EL ETERNO RETORNO NO ES TAN MALO
CUANDO LE HALLAS LA GRACIA AL PUÑETERO
El sábado pasado me reuní con casi todos (qué difícil resulta juntar a la totalidad de los miembros o componentes de un coro o grupo humano, el que sea) mis alumnos de Creación Literaria para celebrar el cumpleaños de uno de ellos, Javier Arnedo, “el Cuba”, en una bajera del algasiano barrio de La Paloma (que el común de los lugareños o mortales conoce por La Paz). Y, ante la insistencia machacona de varias/os de ellas/os en lo concerniente o tocante a cuál iba a ser el asunto sobre el que versaría o tendrían que escribir la próxima pieza literaria, accedí a darles, qué pereza, sí, y qué pesadez, el tema. Abrí el periódico que llevaba doblado dos veces, bajo la axila izquierda, EL PAÍS, al azar y leí en la página 47: “NADIE SABE NADA”, en la que se anunciaban nuevos programas radiofónicos del así mentado, conducidos por Andreu Buenafuente y Berto Romero, a partir de ese día, sábado 21 de febrero, a las 12 horas, en el punto del dial de la cadena SER.
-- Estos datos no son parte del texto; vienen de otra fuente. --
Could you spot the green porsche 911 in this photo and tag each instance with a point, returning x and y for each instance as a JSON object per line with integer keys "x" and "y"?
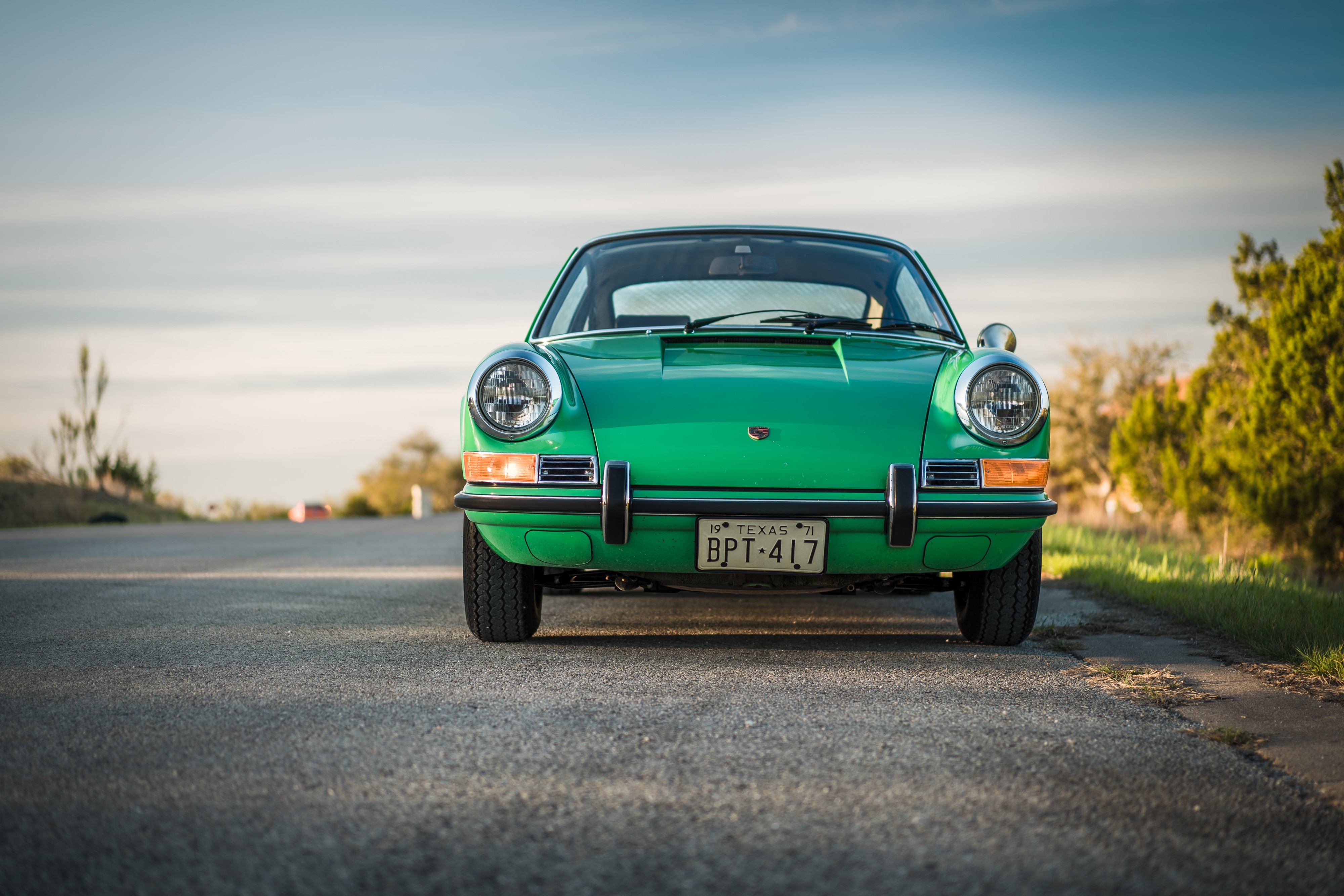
{"x": 753, "y": 410}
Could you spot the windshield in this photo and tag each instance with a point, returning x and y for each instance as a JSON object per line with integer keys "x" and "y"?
{"x": 759, "y": 280}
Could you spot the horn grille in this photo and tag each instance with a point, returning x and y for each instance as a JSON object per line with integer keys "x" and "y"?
{"x": 951, "y": 475}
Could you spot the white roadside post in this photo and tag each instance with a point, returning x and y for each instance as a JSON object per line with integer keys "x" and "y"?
{"x": 423, "y": 503}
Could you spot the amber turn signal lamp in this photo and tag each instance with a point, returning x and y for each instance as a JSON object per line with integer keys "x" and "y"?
{"x": 493, "y": 467}
{"x": 1014, "y": 475}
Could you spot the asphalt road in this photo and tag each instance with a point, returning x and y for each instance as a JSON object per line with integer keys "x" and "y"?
{"x": 278, "y": 709}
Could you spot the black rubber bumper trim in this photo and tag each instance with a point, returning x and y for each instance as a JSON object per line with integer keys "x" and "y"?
{"x": 616, "y": 502}
{"x": 902, "y": 506}
{"x": 755, "y": 507}
{"x": 987, "y": 510}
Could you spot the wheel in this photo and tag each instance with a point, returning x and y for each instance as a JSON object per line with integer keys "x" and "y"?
{"x": 999, "y": 606}
{"x": 503, "y": 600}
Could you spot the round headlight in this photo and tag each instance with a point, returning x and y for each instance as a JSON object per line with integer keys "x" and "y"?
{"x": 1003, "y": 402}
{"x": 1002, "y": 399}
{"x": 514, "y": 397}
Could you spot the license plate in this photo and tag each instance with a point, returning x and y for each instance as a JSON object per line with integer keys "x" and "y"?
{"x": 764, "y": 546}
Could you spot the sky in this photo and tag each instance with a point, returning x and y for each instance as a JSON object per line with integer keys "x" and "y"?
{"x": 295, "y": 229}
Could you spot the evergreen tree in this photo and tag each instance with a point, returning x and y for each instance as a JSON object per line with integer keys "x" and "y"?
{"x": 1260, "y": 434}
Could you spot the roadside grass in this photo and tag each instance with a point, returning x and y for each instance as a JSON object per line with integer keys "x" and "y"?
{"x": 1151, "y": 687}
{"x": 1238, "y": 738}
{"x": 1253, "y": 604}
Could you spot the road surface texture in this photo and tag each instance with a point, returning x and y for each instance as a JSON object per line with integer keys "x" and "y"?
{"x": 279, "y": 709}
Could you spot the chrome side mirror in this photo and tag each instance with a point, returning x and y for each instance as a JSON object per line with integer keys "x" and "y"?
{"x": 998, "y": 336}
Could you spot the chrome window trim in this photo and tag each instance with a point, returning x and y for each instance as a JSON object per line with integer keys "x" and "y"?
{"x": 924, "y": 473}
{"x": 728, "y": 231}
{"x": 999, "y": 358}
{"x": 528, "y": 356}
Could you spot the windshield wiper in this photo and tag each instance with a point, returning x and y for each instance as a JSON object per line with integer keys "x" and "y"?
{"x": 924, "y": 327}
{"x": 705, "y": 322}
{"x": 811, "y": 320}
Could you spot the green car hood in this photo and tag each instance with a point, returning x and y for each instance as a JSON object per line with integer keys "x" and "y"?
{"x": 841, "y": 410}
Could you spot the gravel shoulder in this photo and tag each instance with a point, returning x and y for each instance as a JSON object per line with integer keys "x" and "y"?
{"x": 299, "y": 709}
{"x": 1298, "y": 733}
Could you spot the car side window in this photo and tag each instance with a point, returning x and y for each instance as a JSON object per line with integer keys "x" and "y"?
{"x": 571, "y": 304}
{"x": 917, "y": 307}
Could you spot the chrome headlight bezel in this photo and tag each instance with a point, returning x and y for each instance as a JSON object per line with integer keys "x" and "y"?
{"x": 521, "y": 356}
{"x": 963, "y": 398}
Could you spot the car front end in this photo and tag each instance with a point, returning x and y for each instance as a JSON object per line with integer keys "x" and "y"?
{"x": 839, "y": 436}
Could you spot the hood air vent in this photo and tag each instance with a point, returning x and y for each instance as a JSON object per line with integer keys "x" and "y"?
{"x": 952, "y": 475}
{"x": 566, "y": 469}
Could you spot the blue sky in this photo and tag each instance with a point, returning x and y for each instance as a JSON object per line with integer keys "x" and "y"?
{"x": 295, "y": 229}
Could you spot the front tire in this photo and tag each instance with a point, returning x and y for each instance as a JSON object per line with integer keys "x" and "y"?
{"x": 503, "y": 600}
{"x": 999, "y": 606}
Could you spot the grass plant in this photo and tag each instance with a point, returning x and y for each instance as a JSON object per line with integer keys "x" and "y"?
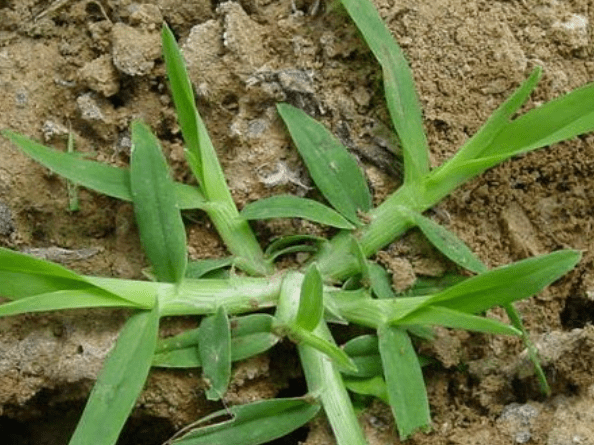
{"x": 339, "y": 283}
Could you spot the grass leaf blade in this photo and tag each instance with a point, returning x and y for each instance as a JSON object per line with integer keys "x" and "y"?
{"x": 214, "y": 346}
{"x": 406, "y": 387}
{"x": 507, "y": 284}
{"x": 560, "y": 119}
{"x": 288, "y": 206}
{"x": 250, "y": 335}
{"x": 252, "y": 424}
{"x": 399, "y": 88}
{"x": 120, "y": 382}
{"x": 311, "y": 300}
{"x": 446, "y": 242}
{"x": 364, "y": 351}
{"x": 64, "y": 299}
{"x": 331, "y": 167}
{"x": 105, "y": 179}
{"x": 159, "y": 221}
{"x": 436, "y": 315}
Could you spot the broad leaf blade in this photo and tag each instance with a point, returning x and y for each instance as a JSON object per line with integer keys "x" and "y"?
{"x": 110, "y": 181}
{"x": 339, "y": 357}
{"x": 214, "y": 346}
{"x": 399, "y": 87}
{"x": 250, "y": 335}
{"x": 446, "y": 242}
{"x": 288, "y": 206}
{"x": 507, "y": 284}
{"x": 406, "y": 387}
{"x": 380, "y": 281}
{"x": 24, "y": 276}
{"x": 311, "y": 301}
{"x": 159, "y": 221}
{"x": 197, "y": 269}
{"x": 499, "y": 120}
{"x": 369, "y": 386}
{"x": 200, "y": 152}
{"x": 441, "y": 316}
{"x": 557, "y": 120}
{"x": 120, "y": 382}
{"x": 253, "y": 424}
{"x": 64, "y": 299}
{"x": 332, "y": 168}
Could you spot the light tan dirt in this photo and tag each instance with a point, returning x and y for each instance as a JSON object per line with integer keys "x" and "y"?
{"x": 93, "y": 66}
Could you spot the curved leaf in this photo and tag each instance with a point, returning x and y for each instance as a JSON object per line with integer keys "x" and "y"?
{"x": 102, "y": 178}
{"x": 159, "y": 221}
{"x": 252, "y": 424}
{"x": 120, "y": 382}
{"x": 332, "y": 168}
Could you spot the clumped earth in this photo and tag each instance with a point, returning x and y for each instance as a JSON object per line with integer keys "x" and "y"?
{"x": 90, "y": 67}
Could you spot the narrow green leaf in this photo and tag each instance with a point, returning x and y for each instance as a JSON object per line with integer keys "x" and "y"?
{"x": 142, "y": 293}
{"x": 445, "y": 241}
{"x": 364, "y": 351}
{"x": 111, "y": 181}
{"x": 284, "y": 241}
{"x": 381, "y": 284}
{"x": 499, "y": 120}
{"x": 197, "y": 269}
{"x": 331, "y": 167}
{"x": 200, "y": 153}
{"x": 159, "y": 221}
{"x": 302, "y": 336}
{"x": 120, "y": 382}
{"x": 250, "y": 335}
{"x": 24, "y": 276}
{"x": 399, "y": 88}
{"x": 563, "y": 118}
{"x": 441, "y": 316}
{"x": 406, "y": 387}
{"x": 370, "y": 386}
{"x": 252, "y": 424}
{"x": 311, "y": 300}
{"x": 17, "y": 262}
{"x": 287, "y": 206}
{"x": 214, "y": 346}
{"x": 324, "y": 379}
{"x": 555, "y": 121}
{"x": 507, "y": 284}
{"x": 432, "y": 285}
{"x": 183, "y": 96}
{"x": 64, "y": 299}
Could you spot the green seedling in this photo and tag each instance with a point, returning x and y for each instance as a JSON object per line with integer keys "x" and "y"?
{"x": 338, "y": 284}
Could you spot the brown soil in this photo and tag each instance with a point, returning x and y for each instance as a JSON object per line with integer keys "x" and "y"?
{"x": 93, "y": 66}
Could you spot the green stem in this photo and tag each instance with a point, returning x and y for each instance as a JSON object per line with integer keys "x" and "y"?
{"x": 237, "y": 295}
{"x": 324, "y": 379}
{"x": 336, "y": 262}
{"x": 516, "y": 320}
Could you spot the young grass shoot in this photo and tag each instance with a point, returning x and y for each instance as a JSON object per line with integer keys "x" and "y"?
{"x": 340, "y": 283}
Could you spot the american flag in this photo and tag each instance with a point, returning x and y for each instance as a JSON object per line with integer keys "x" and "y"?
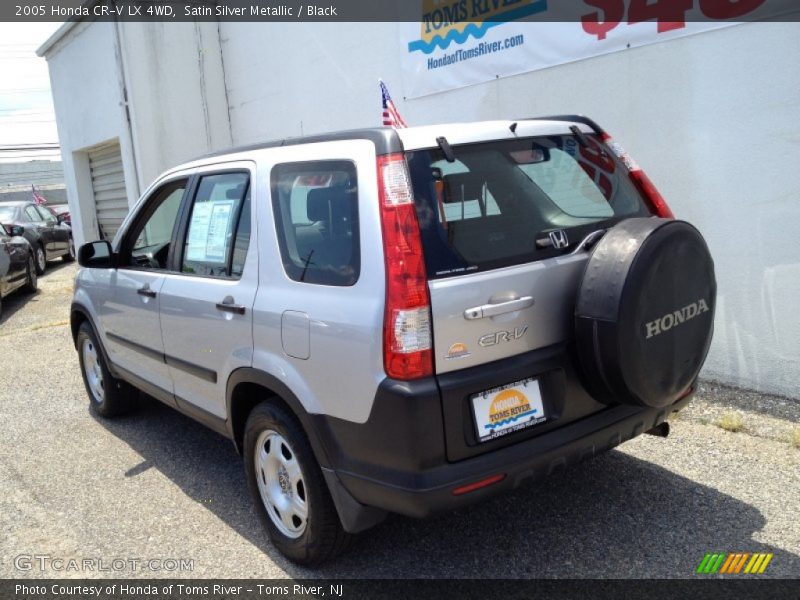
{"x": 37, "y": 197}
{"x": 391, "y": 118}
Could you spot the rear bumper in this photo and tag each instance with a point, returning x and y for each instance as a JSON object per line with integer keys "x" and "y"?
{"x": 417, "y": 446}
{"x": 431, "y": 490}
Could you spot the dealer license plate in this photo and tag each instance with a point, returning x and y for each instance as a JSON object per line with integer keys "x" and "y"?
{"x": 508, "y": 408}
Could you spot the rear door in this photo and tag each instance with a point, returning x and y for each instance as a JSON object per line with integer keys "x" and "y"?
{"x": 206, "y": 302}
{"x": 129, "y": 315}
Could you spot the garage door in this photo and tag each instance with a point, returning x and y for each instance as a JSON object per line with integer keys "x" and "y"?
{"x": 108, "y": 184}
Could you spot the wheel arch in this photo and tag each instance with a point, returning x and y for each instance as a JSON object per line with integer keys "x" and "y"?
{"x": 248, "y": 387}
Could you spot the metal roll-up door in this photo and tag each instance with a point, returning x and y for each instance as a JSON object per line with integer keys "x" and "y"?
{"x": 108, "y": 184}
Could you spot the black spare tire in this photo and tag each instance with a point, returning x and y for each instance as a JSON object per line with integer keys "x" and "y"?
{"x": 644, "y": 315}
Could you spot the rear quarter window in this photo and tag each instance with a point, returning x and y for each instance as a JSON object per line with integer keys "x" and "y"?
{"x": 316, "y": 219}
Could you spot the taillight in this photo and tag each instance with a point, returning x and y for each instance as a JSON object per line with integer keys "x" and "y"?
{"x": 407, "y": 339}
{"x": 654, "y": 199}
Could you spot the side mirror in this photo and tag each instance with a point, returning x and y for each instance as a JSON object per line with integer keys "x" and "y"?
{"x": 13, "y": 230}
{"x": 96, "y": 255}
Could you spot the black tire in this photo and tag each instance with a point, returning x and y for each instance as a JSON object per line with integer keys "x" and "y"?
{"x": 40, "y": 259}
{"x": 117, "y": 397}
{"x": 70, "y": 256}
{"x": 323, "y": 537}
{"x": 644, "y": 317}
{"x": 32, "y": 285}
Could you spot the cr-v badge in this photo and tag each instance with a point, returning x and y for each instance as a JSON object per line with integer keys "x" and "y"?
{"x": 498, "y": 337}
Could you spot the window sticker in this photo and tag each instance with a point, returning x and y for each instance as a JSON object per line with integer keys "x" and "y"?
{"x": 208, "y": 232}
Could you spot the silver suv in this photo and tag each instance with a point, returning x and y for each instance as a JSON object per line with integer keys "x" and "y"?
{"x": 400, "y": 320}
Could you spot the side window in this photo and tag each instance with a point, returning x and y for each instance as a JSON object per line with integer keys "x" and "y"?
{"x": 242, "y": 240}
{"x": 213, "y": 242}
{"x": 46, "y": 215}
{"x": 316, "y": 218}
{"x": 149, "y": 241}
{"x": 32, "y": 213}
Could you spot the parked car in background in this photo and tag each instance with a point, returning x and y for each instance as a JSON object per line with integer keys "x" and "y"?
{"x": 60, "y": 212}
{"x": 48, "y": 238}
{"x": 17, "y": 266}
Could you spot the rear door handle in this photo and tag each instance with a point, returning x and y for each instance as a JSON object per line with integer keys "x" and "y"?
{"x": 227, "y": 305}
{"x": 492, "y": 310}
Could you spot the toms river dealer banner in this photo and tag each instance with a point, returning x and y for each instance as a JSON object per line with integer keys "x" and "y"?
{"x": 463, "y": 42}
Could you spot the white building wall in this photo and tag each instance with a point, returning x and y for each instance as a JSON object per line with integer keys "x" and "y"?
{"x": 714, "y": 119}
{"x": 169, "y": 75}
{"x": 176, "y": 92}
{"x": 89, "y": 110}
Bueno, pues, ayer, de los 14 trabajos presentados, como es mi inveterada costumbre, tras las correspondientes lecturas de los mismos por sus respectivas/os autoras/es, les aduje mis razones por las que consideraba y entendía que el mejor de ellos, sin duda, era el que llevaba la firma de Javier Cascán, titulado “De Nadie nadie supo nunca nada”, que decía en los pocos párrafos que contenía (conviene seguir la recomendación certera del aforismo 105 del “Oráculo manual y arte de prudencia”, de Baltasar Gracián), tres, así:
“En cualquier grupo humano, siempre cabe hallar un donnadie (femenino, masculino o no binario) que, como, una de dos, o se tiene por el dios Apolo o por nadie, basta que hables un rato con ella o él, para que te sientas alguien, si antes de comenzar a charlar con el sujeto en cuestión tú te sentías nadie o nada.
“Está claro, cristalino, que el eterno retorno no existe, pero si la Noche de Reyes del próximo año comienza a parecerse a la de este año y tiene lugar en el mismo sitio que este, me empezarán a entrar serias dudas al respecto, ya que, si el espacio y el tiempo se iteran y, además, se repiten idénticos sucesos a los que acaecieron este año en la bajera de Rosa y Ángel, puesto que volveré a guardar en mi memoria las mismas anécdotas recordadas, acaso sea pertinente empezar a valorar posibilidad de replantearme la existencia del eterno retorno, al constatar que la pescadilla que se muerde la cola es, si no la misma, idéntica, parecida. ¿Qué pensaríamos si nos ocurriera tres cuartas partes de lo propio que a Bill Murray, Phil Connors, en ‘Atrapado en el tiempo’, que fue el título con el que se estrenó en España el filme norteamericano ‘El día de la marmota’?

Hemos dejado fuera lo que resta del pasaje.